The American Hospital Association (AHA) is pressing the Department of Justice (DOJ) to probe UnitedHealth Group’s bid to acquire health technology company Change Healthcare due to concerns about competition.
The letter, sent Thursday to DOJ (PDF), said the deal would create a “massive consolidation” of healthcare data. Change offers IT services such as payment accuracy, insurance reimbursement and revenue cycle management.
The hospital lobbying group is worried the $7.84 billion deal, announced in January between Optum and Change, could reduce competition for the sale of health IT services to hospitals and other providers, as Optum is another major provider of health IT services to providers.
“The proposed acquisition also would produce a massive consolidation of competitively sensitive healthcare data and shift such data from Change Healthcare, a neutral third-party, to Optum, a subsidiary of UHG,” the letter said.
The combination of data sets could impact and likely distort decisions on patient care and claims processing and denials “to the detriment of consumers and healthcare providers,” the letter added.
The AHA was also concerned with increasing UnitedHealth Group’s massive market power.

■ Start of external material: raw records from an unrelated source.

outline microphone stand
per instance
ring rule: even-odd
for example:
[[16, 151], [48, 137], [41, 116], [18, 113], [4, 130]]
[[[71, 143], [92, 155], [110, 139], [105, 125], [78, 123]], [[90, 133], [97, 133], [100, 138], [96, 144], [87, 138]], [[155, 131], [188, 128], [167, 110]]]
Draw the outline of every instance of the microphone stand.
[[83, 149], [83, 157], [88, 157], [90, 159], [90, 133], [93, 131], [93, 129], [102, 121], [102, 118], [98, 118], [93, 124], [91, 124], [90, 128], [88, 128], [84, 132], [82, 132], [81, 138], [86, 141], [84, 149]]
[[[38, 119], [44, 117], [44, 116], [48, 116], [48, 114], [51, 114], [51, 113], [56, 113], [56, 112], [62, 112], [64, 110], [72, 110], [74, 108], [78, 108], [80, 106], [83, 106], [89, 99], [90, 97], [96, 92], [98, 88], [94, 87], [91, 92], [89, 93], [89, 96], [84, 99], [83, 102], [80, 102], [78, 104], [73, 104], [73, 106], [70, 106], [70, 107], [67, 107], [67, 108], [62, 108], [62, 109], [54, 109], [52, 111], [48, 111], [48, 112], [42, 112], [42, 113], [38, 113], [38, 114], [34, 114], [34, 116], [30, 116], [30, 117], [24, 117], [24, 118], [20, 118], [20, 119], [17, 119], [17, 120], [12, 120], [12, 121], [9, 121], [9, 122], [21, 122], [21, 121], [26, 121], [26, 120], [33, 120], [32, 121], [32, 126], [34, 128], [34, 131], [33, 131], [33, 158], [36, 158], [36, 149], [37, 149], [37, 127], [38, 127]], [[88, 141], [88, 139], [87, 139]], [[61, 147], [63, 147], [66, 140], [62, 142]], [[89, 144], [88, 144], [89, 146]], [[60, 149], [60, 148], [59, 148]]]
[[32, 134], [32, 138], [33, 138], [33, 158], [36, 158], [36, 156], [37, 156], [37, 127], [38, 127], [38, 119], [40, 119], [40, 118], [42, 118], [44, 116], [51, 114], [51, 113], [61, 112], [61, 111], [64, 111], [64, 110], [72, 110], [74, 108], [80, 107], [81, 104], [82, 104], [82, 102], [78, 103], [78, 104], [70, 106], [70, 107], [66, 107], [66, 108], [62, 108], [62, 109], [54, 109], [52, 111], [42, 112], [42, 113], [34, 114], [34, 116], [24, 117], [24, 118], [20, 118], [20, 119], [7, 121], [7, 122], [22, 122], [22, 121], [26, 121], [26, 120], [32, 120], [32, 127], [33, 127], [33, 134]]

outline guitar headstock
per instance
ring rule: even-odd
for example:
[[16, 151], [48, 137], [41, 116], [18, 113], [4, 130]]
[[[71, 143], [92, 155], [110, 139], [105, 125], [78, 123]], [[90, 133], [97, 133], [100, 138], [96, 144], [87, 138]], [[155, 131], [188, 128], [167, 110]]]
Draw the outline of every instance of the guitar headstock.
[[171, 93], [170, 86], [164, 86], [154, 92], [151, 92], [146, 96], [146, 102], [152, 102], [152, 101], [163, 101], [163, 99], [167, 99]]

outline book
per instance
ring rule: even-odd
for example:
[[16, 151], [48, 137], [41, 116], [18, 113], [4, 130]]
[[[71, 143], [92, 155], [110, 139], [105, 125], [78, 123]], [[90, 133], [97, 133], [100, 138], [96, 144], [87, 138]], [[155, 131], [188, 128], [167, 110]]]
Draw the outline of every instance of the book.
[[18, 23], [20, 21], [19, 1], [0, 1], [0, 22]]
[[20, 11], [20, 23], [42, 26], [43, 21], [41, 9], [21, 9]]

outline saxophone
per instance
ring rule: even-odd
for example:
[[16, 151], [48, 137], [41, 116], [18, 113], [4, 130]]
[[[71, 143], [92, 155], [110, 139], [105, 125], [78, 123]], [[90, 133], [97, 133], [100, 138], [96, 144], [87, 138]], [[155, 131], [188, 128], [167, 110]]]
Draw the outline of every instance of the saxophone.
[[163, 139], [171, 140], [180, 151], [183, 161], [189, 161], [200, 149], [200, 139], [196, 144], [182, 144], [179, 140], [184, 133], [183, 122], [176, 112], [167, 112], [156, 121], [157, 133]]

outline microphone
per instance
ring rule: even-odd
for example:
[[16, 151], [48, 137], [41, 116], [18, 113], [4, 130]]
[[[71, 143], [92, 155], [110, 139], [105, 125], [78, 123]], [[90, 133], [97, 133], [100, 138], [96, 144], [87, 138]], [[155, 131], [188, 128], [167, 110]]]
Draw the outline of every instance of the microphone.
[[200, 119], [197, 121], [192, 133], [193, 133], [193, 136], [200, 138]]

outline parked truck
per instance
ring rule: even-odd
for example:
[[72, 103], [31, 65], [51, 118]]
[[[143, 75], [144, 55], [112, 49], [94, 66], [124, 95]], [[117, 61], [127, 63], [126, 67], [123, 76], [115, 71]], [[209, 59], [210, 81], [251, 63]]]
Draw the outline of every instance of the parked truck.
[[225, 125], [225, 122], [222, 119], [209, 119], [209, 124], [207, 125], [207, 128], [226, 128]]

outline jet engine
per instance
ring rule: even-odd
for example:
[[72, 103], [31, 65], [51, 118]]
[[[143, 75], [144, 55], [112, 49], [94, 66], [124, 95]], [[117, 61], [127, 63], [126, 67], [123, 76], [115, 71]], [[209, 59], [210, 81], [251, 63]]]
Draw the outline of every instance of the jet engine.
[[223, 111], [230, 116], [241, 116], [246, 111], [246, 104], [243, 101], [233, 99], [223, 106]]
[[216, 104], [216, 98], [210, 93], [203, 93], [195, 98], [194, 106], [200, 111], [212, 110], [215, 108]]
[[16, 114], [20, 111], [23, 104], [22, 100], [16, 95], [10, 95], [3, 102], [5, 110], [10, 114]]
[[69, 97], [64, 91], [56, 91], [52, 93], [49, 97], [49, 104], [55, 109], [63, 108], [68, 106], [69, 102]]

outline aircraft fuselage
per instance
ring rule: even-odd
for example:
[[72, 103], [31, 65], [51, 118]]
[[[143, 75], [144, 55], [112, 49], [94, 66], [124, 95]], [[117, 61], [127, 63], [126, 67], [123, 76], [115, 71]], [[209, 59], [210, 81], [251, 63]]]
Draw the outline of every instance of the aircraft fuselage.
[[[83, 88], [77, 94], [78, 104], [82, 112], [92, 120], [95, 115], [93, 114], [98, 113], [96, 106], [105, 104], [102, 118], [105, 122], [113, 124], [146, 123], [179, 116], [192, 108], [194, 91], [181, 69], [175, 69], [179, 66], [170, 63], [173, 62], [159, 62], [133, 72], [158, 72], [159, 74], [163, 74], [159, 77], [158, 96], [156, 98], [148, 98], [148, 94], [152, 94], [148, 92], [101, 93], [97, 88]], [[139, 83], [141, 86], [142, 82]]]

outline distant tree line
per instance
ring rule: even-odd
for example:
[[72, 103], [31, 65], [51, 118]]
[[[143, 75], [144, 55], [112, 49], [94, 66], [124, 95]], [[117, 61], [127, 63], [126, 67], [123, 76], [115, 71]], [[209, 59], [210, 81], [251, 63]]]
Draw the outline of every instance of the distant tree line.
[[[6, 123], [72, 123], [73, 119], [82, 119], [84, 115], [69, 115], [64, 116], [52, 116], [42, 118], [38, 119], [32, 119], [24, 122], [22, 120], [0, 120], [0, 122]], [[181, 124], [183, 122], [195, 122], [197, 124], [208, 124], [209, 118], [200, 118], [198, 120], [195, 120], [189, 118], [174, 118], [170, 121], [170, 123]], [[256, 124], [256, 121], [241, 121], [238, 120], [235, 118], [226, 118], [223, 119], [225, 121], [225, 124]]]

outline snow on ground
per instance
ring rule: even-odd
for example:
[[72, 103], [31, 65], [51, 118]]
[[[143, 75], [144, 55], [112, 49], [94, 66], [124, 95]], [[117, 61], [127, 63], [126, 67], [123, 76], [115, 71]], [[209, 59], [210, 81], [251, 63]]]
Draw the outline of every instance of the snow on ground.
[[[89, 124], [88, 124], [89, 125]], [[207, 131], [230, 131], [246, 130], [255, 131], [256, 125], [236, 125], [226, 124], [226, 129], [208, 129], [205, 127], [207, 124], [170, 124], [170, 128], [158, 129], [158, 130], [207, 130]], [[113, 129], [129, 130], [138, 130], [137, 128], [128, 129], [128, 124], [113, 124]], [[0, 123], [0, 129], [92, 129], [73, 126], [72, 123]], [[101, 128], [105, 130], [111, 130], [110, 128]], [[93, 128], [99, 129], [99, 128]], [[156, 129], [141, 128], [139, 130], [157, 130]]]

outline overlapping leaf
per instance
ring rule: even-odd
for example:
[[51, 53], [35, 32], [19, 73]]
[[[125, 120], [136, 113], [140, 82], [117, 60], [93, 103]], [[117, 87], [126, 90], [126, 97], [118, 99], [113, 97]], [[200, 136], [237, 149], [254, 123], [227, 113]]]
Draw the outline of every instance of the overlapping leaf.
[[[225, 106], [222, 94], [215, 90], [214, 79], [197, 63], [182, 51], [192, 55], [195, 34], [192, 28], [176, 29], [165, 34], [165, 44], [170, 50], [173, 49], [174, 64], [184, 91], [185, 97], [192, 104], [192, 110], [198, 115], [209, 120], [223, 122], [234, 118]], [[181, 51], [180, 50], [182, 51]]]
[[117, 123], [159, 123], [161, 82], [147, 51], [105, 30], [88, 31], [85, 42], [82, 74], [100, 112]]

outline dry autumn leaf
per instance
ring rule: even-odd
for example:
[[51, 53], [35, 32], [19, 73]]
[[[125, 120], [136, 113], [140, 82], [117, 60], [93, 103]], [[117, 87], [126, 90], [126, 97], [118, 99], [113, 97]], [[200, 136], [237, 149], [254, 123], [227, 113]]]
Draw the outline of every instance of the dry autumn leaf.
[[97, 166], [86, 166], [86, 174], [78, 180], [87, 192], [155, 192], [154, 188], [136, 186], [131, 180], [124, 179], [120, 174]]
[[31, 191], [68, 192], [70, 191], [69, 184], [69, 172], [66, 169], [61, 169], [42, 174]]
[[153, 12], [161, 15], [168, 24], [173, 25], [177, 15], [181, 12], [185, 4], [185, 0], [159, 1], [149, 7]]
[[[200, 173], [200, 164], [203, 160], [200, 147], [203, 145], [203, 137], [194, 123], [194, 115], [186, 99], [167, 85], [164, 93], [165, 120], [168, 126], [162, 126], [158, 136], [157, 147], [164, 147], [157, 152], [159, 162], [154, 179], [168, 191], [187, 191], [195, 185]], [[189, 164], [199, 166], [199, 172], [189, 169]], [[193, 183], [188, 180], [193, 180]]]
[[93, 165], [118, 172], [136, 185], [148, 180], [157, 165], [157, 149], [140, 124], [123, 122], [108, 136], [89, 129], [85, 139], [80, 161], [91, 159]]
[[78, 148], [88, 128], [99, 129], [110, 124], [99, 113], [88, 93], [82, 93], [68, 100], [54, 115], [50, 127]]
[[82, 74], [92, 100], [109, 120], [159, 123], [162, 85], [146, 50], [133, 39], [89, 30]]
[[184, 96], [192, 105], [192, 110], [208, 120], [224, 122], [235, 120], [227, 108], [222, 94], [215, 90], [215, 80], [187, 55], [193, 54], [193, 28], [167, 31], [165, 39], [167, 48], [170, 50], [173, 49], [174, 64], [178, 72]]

The types of services offered by both Optum and Change are “a must have for healthcare providers to navigate byzantine insurance reimbursement and ensure accurate and timely payment,” the letter said. “The parties are the two largest national providers of these services and scale is a key factor in choosing a healthcare IT provider.”
One of the key selling points for Change is that it bills itself as an independent broker with no link to payers.
“The loss of a key independent competitor that is similar in size to Optum in these essential services will likely result in higher prices for providers and in lower quality clinical outcomes for patients,” the letter added.
Optum and Change said in a statement to Fierce Healthcare on Friday that the goal of the merger will "help healthcare providers and payers better serve patients by more effectively connecting and simplifying key clinical, administrative and payment processes to the benefit of the health system and the people we serve."
This is the latest bid by the AHA to get federal scrutiny into UnitedHealth Group.
The AHA wrote to the Federal Trade Commission last month challenging a new Designated Diagnostic Provider program that eliminates coverage for any diagnostic tests at freestanding and hospital labs unless they are part of the program.
UnitedHealthcare said in response to the AHA’s letter that the policy is meant to address major discrepancies between freestanding and outpatient labs, arguing some of its members pay 500% more on average for lab services depending on where they are performed.